Serwisy w sieci nie powinny być traktowane jak dzienniki czy czasopisma i podlegać rejestracji – przekonuje w skardze konstytucyjnej Helsińska Fundacja Praw Człowieka
Skarga dotyczy sprawy Leszka Szymczaka, który prowadzi lokalny serwis internetowy GazetaBytowska.pl. Opublikował w nim tekst na temat działalności lokalnego komornika. Pod spodem internauci umieszczali komentarze. Prokuratura uznała, że niektóre z nich nawoływały do przestępstwa – linczu na komorniku.
Sprawa tych komentarzy wciąż nie jest rozstrzygnięta. Niejako przy okazji prokuratura oskarżyła Szymczaka o to, że prowadząc serwis bez zarejestrowania go jako dziennika, popełnił przestępstwo. Sądy obydwu instancji co prawda umorzyły postępowanie ze względu na niewielką szkodliwość społeczną czynu, ale jednocześnie uznały, że prowadzący serwis rzeczywiście złamał prawo, nie rejestrując go jako dziennika. („Rzeczpospolita”, wydanie z dnia 23. lipca. 2008r)
Noż otwiera się w kieszeni samoczynnie, czytając powyższe! Poststalinowska banda o mózgach trwale skażonych bolszewizmem, bezustannie wymyśla jakieś kretyńskie , bezsensowne przepisy, które pętają aktywność obywateli!!! Pytam się: w jakim celu mają się rejestrować gazety “papierowe”, albo i elektroniczne?? A gdyby ukazywały się bez żadnej rejestracji?? To co? Komu by to przeszkadzało? Kto i jaką odnosi korzyść z obecnej “rejestracji” gazet? W jakim celu muszą się rejestrować osoby chcące prowadzić jakąś działalność gospodarczą, na przykład wydawać gazetę? Czy zgłoszenie do urzędu skarbowego by nie wystarczyło? Po co komu dowód osobisty i dlaczego zmuszono kilkanaście milionów obywateli do ich wymiany? Dlaczego obywatel który chce sobie wybudować dom, musi prosić władze o pozwolenie? Co władzy do jego domu? Itd., itd...

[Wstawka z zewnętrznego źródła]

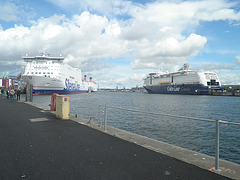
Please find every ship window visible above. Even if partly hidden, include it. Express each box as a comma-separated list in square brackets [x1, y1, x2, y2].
[35, 72, 38, 74]
[31, 72, 34, 74]
[211, 80, 216, 85]
[47, 72, 50, 74]
[39, 72, 41, 74]
[51, 72, 53, 74]
[43, 72, 46, 74]
[27, 72, 29, 74]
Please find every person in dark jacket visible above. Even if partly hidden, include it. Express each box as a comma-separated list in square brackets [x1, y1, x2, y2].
[6, 89, 9, 99]
[16, 89, 21, 100]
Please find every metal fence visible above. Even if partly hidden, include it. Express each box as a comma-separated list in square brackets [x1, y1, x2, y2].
[90, 105, 240, 172]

Polska biurokracja i politycy, niczym wściekłe psy, urwali się z uwięzi: dotkliwie gryzą swoich wyborców, a ci są wobec tej hołoty bezradni i bezsilni. Ogon wywija psem, a przecież w demokracji miało być odwrotnie!! Jak pozbyć się dotkliwych pasożytów, (czyli polskiej „klasy” politycznej i stworzonej przez nią biurokracji), które zainfekowały polskie społeczeństwo i niszczą je dzień po dniu! Oto jest pytanie!